90 In light of its submissions about the nature of Ms Bissett's interest in relation to Lot 264 and the Native Title Act requirements for being (and remaining) a party to the proceeding, the applicant submitted that this was also an appropriate instance for the Court to exercise its power under s 84(8) of the Native Title Act to remove Ms Bissett as a party, prior to making any determination of the proceeding.
91 In short oral submissions, NTSCORP drew to the Court's attention the judgment of Reeves J in CG (Deceased) (on behalf of the Badimia People) v Western Australia, accepting however that the Court had power in a case such as the present concerning the intersection of the Aboriginal Land Rights Act and the Native Title Act.

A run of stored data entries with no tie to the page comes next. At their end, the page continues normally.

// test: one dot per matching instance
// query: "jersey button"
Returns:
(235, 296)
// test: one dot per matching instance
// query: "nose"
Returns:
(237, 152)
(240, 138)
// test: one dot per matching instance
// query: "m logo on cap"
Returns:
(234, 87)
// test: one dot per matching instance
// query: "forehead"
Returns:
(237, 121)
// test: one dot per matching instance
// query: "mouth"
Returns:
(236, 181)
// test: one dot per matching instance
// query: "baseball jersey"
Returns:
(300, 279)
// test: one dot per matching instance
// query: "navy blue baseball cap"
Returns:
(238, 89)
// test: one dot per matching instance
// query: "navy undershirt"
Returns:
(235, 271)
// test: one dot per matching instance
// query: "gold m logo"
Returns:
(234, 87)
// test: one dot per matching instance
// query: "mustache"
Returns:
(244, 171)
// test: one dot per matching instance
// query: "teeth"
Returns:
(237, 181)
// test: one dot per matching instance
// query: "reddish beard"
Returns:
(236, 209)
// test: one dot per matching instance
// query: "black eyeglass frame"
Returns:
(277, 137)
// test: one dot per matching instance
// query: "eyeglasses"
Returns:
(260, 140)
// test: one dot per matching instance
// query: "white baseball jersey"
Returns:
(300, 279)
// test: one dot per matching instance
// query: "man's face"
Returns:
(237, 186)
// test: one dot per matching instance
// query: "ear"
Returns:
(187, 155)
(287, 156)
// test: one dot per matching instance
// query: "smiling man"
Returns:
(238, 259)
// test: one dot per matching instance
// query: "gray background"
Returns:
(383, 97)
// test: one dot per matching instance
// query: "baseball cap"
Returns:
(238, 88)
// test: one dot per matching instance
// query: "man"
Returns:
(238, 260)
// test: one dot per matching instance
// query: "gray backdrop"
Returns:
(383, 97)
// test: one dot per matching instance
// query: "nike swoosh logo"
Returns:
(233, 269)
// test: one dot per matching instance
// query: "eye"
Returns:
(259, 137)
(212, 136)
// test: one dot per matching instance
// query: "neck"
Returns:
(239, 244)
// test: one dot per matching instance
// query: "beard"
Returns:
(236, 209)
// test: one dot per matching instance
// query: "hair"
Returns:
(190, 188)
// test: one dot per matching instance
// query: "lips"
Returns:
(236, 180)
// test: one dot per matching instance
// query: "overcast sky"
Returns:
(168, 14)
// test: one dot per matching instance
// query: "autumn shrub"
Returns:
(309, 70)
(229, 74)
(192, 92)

92 NTSCORP also drew to the attention of the Court the reasons of Bennett J in Worimi Local Aboriginal Land Council v Minister for Lands (NSW) (No 2) [2008] FCA 1929; 181 FCR 300, particularly at [43]-[45], [57], [61] and at [88] where her Honour summarised the applicable principles in relation to a non-claimant application for a determination that no native title exists over specific land.
93 In her oral submissions, Ms Bissett submitted that the land was recognised by a lot of Aboriginal people and so, regardless of whether the land was destroyed, it was Aboriginal land. She said she was not contending that the land where the quarry was could not be sold, but if anybody wanted to sell land that was up to the owner and it was not necessary to extinguish native title to the land. She submitted that it was up to the Court to decide about extinguishment but she did not see the point. She submitted that in 2017 much of the information was in different archives which were difficult and expensive to access. She submitted that the Wonnarua claim should not have been made.